Another great practice you can teach kids and do with them is to become aware of your senses prior to the actual act of eating. Before you take your first bite of food, start by appreciating your meal with your other senses. Notice the colors, shapes, and textures with your eyes. Then savor the

aroma by bringing a small portion to your nose and inhaling deeply. Let that first morcel brush your lips, linger on your tongue and then meet your teeth. As you taste your meal for the first time, observe your emotional response to the food - are you joyful, curious, surprised, nostalgic? Think about how nourished your body will be by eating this delicious and nutritious meal. By awakening your senses, you can practice developing a more peaceful relationship with food.

STEP 4: COUNT TO 20+

Chewing thoroughly is one of the most potent ways to eat. The more we chew, the more saliva we create to help pass food particles into the stomach. There, food mixes with our stomach acid and continues through the gut, where nutrients get absorbed and waste eventually gets eliminated. We’ve all been culprits of gobbling down our food - or even worse, taking a bite just before talking and doing both at the same time! It’s a good practice to count to between 20 and 30 and swallow when your food is fully disintegrated, and it makes for a fun game with your kids. Our brains need time to recognize the act of eating, and the hormones in our gut need to be stimulated in order to regulate hunger. When we ingest too quickly, there is a tendency to overeat. Plus, the process of digestion won’t go smoothly, and undigested particles can leak into circulation and cause inflammation. So practice taking smaller bites, let a dining partner do the talking while you chew, and start your countdown.

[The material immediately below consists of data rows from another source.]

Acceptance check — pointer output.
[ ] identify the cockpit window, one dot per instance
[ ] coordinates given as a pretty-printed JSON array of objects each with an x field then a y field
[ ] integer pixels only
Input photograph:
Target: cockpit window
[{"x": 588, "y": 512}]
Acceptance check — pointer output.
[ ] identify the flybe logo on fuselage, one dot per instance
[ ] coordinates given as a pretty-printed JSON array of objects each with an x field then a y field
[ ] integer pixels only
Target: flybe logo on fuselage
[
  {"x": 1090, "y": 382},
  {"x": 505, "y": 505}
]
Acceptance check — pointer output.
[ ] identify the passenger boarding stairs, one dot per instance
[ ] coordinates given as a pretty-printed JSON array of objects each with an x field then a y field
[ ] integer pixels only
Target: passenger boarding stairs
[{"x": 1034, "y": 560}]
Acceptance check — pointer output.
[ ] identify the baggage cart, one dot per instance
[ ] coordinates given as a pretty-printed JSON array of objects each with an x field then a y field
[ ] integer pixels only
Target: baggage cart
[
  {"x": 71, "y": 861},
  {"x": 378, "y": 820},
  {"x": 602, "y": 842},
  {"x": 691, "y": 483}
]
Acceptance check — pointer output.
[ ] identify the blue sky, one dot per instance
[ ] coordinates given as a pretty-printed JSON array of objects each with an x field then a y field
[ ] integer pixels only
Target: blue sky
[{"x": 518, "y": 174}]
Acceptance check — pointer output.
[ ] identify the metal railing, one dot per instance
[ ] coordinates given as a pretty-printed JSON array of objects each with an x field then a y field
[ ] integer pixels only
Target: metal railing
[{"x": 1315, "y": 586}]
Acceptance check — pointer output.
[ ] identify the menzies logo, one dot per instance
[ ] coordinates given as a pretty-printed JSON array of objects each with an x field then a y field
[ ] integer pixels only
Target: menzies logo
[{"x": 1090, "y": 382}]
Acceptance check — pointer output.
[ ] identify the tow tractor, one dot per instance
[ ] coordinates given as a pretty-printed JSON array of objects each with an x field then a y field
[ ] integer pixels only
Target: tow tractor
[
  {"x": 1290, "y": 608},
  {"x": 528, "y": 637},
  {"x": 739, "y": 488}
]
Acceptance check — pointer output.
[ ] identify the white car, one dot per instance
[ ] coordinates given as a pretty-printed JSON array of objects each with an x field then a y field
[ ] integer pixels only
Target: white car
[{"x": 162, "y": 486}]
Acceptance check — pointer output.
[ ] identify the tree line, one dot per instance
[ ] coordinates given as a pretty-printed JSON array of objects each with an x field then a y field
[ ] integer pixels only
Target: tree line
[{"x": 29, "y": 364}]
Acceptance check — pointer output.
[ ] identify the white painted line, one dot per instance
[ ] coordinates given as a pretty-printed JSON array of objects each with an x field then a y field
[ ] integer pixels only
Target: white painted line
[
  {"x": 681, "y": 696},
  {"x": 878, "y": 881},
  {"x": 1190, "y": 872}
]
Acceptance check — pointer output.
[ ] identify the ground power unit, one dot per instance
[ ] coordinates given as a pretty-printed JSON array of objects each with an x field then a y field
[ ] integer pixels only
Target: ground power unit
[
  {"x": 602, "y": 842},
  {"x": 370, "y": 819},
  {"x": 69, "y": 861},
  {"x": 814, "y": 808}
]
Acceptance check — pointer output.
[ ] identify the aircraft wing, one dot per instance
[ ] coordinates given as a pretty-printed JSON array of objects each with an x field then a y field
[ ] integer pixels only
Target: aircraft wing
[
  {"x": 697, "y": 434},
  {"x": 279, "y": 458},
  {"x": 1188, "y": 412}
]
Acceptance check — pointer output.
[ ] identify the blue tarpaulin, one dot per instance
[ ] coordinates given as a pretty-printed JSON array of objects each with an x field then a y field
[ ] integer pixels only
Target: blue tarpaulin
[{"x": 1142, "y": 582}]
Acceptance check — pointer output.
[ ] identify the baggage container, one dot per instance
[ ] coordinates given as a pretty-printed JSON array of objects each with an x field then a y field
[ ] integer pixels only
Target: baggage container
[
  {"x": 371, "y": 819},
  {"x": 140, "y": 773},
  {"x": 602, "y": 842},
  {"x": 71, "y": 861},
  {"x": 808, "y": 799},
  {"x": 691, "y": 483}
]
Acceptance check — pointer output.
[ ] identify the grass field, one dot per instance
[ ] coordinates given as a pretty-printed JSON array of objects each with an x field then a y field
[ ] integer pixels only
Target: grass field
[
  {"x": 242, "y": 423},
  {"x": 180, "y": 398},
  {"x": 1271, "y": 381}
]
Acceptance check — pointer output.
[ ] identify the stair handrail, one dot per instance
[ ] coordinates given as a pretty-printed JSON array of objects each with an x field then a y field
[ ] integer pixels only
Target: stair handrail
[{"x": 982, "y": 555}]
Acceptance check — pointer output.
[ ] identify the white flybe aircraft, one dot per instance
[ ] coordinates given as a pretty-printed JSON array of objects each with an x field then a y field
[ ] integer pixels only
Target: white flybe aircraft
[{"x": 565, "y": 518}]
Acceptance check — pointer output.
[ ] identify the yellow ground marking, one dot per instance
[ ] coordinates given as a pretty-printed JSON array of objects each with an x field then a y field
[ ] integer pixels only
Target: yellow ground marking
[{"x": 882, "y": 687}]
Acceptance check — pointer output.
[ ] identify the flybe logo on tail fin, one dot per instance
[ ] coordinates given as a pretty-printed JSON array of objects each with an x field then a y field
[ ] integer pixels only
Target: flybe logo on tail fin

STEP 5: WHEN YOU FEEL FULL...STOP!

Overeating is the easiest way to throw off a child's metabolism and put unnecessary strain on their digestive system. Learning to stop eating when you feel satiated (think full not stuffed) is a mindfulness practice that will prevent weight gain as well as digestive issues during growth and development. Take a few moments between bites to pause, breathe deeply, and assess how you feel. If you’re nearing a clean plate, take an extra breath and ask yourself if you feel full and satisfied yet. Try to also keep drinking to a minimum while eating - small sips of water are

best, as you may experience bloating and a false sense of fullness by gulping a beverage between bites of food, then experience a sense of hunger later.